BTW, a script starting with #!/bin/sh is not a bash script — it’s a POSIX sh script. Even if the POSIX sh interpreter on your system is provided by bash, it turns off a bunch of extensions. If you’re wanting to write bash scripts, use #!/bin/bash or its locally-appropriate equivalent ( #!/usr/bin/env bash to use the first bash interpreter in the PATH).

6 Answers 6

You are running the [ (aka test ) command with the argument «false», not running the command false . Since «false» is a non-empty string, the test command always succeeds. To actually run the command, drop the [ command.

if false; then echo "True" else echo "False" fi 

bash has no Boolean data type, and so no keywords representing true and false. The if statement merely checks if the command you give it succeeds or fails. The test command takes an expression and succeeds if the expression is true; a non-empty string is an expression that evaluates as true, just as in most other programming languages. false is a command which always fails. (By analogy, true is a command that always succeeds.)

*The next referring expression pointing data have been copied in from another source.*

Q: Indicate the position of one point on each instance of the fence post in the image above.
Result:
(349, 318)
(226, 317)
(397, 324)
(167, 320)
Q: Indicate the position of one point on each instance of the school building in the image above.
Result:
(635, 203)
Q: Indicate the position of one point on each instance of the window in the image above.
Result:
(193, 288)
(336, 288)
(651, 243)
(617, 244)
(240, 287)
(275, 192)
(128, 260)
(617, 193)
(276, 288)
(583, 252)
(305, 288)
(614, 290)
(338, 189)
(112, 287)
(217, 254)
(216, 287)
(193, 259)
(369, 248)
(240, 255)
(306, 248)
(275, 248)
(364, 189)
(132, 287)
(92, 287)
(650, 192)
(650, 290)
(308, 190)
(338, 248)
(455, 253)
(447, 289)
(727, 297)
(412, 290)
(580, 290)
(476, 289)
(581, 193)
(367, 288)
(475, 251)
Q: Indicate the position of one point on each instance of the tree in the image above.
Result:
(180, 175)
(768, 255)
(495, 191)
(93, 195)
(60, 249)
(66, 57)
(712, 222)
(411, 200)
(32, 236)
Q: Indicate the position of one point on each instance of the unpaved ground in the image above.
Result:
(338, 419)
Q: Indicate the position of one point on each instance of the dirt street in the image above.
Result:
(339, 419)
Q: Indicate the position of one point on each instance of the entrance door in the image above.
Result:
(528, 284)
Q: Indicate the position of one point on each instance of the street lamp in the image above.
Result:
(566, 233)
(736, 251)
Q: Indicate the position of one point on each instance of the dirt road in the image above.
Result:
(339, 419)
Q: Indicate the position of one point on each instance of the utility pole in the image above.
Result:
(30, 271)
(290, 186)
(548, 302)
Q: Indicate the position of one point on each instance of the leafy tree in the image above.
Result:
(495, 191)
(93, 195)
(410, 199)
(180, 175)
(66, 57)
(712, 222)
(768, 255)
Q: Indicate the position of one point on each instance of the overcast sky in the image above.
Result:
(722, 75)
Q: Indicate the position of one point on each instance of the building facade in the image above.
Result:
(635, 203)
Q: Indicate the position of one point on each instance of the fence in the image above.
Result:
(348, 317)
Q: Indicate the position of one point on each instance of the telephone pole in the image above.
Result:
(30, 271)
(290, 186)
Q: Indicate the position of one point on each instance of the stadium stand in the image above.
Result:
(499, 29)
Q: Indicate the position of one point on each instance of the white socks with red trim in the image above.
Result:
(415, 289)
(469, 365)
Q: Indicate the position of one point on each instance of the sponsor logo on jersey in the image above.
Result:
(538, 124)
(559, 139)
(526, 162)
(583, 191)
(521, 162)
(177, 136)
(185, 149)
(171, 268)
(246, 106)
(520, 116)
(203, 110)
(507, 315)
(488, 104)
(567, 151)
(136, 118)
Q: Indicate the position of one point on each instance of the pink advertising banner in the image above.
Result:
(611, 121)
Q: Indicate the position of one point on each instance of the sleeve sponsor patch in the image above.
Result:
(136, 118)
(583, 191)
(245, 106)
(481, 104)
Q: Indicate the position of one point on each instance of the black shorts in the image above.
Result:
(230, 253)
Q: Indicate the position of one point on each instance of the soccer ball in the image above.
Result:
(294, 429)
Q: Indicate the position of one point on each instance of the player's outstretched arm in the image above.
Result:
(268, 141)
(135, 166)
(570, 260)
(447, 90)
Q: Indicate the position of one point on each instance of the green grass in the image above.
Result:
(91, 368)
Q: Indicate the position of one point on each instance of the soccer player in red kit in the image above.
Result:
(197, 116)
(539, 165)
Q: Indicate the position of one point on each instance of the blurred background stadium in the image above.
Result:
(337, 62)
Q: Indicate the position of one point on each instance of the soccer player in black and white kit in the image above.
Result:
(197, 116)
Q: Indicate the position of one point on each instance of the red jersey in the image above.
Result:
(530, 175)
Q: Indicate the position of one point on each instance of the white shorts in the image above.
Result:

if [[ false ]]; returns true, too. As does if [[ 0 ]]; . And if [[ /usr/bin/false ]]; does not skip the block, either. How can false or 0 evaluate to non-zero? Damn this is frustrating. If it matters, OS X 10.8; Bash 3.

Don’t mistake false for a Boolean constant or 0 for an integer literal; both are just ordinary strings. [[ x ]] is equivalent to [[ -n x ]] for any string x that doesn’t start with a hyphen. bash doesn’t have any Boolean constants in any context. Strings that look like integers are treated as such inside (( . )) or with operators such as -eq or -lt inside [[ . ]] .

A Quick Boolean Primer for Bash

The if statement takes a command as an argument (as do && , || , etc.). The integer result code of the command is interpreted as a boolean (0/null=true, 1/else=false).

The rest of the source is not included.